Quote of the Day
Dec. 9th, 2004 01:01 pm![[personal profile]](https://www.dreamwidth.org/img/silk/identity/user.png)
From the interview with Michael Chabon in the latest Locus:
"It's quite obvious to me that so much of what goes on in the world of science fiction has analogies with a ghetto mentality, with a sense of clannishness and that ambivalence that you have: on the one hand wanting to keep outsiders *out* and identify all the insiders with a special language and jargon so you can tell at a glance who does and doesn't belong, and on the other hand hating that sense of confinement, wanting to move beyond the walls of the ghetto and find wider acceptance. It's a deep ambivalence. You want both at the same time: you feel confined, and you feel supported and protected. I've talked about this with Jonathan Lethem, who says we seem to be moving in opposite directions; he's moving out of the genre and working his way toward a wider mainstream readership, while I wrote a fantasy novel and now I'm doing alternate history."
no subject
Date: 2004-12-09 08:52 am (UTC)I'm sure these things have been written / talked about from the first time SF writers / fans sat down together. Probably the first time two people sat down to discuss the first issue of Amazing Stories. I blame Hugo Gernsback.

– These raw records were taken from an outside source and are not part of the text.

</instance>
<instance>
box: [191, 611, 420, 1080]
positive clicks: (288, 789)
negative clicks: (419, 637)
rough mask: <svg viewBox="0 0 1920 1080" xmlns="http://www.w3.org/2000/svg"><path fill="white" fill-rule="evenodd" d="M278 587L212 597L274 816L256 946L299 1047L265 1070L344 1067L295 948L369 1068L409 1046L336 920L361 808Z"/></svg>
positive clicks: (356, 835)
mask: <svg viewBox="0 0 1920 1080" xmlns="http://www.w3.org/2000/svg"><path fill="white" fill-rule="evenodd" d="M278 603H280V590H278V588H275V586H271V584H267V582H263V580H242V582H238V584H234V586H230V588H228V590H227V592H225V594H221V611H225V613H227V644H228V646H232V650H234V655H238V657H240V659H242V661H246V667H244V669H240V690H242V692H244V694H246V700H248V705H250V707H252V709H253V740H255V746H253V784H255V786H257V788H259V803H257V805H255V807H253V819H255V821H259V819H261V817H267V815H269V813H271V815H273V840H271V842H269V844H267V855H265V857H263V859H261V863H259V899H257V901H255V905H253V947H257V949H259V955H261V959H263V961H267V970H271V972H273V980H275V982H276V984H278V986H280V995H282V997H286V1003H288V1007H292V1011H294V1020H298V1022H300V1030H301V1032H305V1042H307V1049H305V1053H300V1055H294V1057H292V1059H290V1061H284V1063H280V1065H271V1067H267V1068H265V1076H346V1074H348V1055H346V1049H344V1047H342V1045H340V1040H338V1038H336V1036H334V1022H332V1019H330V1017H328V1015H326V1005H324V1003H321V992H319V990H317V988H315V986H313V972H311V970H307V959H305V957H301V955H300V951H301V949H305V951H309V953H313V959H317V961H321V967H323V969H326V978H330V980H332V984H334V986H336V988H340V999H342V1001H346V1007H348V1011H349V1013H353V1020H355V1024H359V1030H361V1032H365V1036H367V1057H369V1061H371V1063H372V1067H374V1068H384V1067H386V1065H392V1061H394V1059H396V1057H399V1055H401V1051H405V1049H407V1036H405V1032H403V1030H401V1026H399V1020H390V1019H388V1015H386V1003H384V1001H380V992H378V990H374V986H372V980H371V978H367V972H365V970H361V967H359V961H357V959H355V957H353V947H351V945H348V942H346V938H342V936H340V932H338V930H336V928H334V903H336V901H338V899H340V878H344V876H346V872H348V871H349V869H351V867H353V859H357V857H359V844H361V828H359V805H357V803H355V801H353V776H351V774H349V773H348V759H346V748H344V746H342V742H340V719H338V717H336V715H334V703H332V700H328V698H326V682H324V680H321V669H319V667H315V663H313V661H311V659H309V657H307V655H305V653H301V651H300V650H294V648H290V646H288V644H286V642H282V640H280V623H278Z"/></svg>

By synchroncity, a copy of The Engines Of the Night by Barry Malzberg has just arrived via abebooks. I had forgotten how good it is, there are lots of good quotes in it. One of the essays counters the 'SF would have been better if it had never ghettoised' theory, and ends 'he was a crook, old Hugo, but her made all us crooks possible'.
Anyway, if you haven't read it, you really should.
no subject
Date: 2004-12-09 01:57 pm (UTC)Yeah, but the fans never seem to pay any attention.